Robert Heller of www.thinkingmanagers.com looks at the false assumptions and illusions that have tested the very principles of free market capitalism.
The ongoing controversy over bankers’ pay has proved too important to be ignored - and the Obama-Volcker reforms, marking the end of organised greed for the time being, must attract treatment from every interested party. The most uninterested were the robber barons themselves, claiming to be victims of circumstance. You see, whatever these guilty folk fixed as a true and fair amount of pay, it was de facto true and fair. But no more.
The aim of the proposed Volcker reforms is to destroy this self-centred fantasy once and for all. The same song still rings out over the issue of executive pay. We ‘reward’ these people with unbelievable sums of cash, not because of the good things they do or their success, but to prevent them exporting their brilliance to other institutions; or, worse still, other countries.
The bankers boast, quite rightly, of having global businesses, which means that the talents are spread widely. But the truth is, only a few master the globe, and none truly deserve the masterly millions. However, the bonus payment structure has run deep inside the many thousands who work, some doubtless overpaid and under-skilled, in those towering, shiny office blocks.
It turns out the bank offices provide another rich example of colossal percentage takes - the architects have become super-rich on the fees paid out by the customers.

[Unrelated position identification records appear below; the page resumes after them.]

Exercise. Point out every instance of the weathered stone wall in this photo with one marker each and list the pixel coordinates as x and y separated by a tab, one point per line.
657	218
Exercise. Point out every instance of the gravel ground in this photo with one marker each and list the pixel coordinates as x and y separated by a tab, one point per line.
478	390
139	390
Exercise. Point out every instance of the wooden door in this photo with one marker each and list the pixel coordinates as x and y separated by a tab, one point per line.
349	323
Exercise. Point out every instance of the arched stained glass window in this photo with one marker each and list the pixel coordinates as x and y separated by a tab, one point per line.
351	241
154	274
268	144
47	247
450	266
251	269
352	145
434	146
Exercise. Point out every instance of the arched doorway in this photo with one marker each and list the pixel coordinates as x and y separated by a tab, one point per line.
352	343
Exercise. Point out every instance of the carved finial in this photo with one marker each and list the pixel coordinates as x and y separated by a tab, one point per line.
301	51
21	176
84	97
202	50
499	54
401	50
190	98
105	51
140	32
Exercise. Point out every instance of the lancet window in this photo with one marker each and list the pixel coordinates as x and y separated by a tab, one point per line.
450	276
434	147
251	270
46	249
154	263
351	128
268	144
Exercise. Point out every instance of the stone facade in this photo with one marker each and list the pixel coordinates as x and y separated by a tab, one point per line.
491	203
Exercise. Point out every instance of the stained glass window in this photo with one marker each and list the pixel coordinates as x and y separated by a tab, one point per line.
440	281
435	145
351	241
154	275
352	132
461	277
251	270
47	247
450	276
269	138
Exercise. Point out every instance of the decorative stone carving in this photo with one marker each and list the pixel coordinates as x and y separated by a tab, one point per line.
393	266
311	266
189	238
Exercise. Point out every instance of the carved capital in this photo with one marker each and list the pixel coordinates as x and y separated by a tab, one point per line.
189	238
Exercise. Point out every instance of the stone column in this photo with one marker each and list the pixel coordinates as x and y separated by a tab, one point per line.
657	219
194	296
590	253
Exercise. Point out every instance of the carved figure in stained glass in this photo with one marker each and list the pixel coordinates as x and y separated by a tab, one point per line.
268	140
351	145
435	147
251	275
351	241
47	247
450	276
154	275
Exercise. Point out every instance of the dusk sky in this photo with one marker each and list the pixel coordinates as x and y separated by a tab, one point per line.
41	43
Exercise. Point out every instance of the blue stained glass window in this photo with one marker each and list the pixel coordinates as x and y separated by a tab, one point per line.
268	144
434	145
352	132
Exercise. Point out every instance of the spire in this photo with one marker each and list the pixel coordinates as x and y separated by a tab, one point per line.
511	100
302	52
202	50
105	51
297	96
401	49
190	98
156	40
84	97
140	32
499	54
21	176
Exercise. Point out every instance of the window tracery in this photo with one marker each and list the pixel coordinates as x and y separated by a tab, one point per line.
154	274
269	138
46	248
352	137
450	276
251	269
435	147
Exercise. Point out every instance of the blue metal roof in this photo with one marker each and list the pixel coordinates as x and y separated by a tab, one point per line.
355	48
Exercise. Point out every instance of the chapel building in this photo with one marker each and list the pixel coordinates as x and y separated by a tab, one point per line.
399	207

The more the latter are persuaded to spend, the more riches flood in, to the glorification of both the builder and the tenant. No doubt the ability to employ an ace architect is part of the bank brand. However, what if the entire global brand is overpriced?
The illusion of real assets is created by the manipulation of paper wealth. Resisting all attacks and riding over all its disasters, the money machine has shown incredible durability, embodied in names that have been associated with economic and political power for hundreds of years - Morgan, Goldman Sachs, Rothschild, Rockefeller, and so on, now joined by hedge funds, private equity firms and plenty of other lesser latter-day giants.
The hordes of lesser leaders have grown at an increasing rate, fed by the success of genuine innovators, the designers and makers who have the ability to supply a newer and better product or service. The business pioneers accumulate transferable wealth as they expand. But because they are not financiers, they employ others to solve the real problem of taking care of the money they cannot spend. That’s when the financial idea companies get to work, making new baskets for the golden eggs - looking after other people’s money and extracting a king’s ransom as they seek to make the paper wealth grow.Capitalism has been tested beyond its limits by inherently risky and completely false assumptions. It turns out that globalisation was a trap and a delusion. It looked like a dead cert for the world economy but it became a nightmare. So the reforms could be the beginning of a new and true reality - but watch out because those robber barons might ride again one day.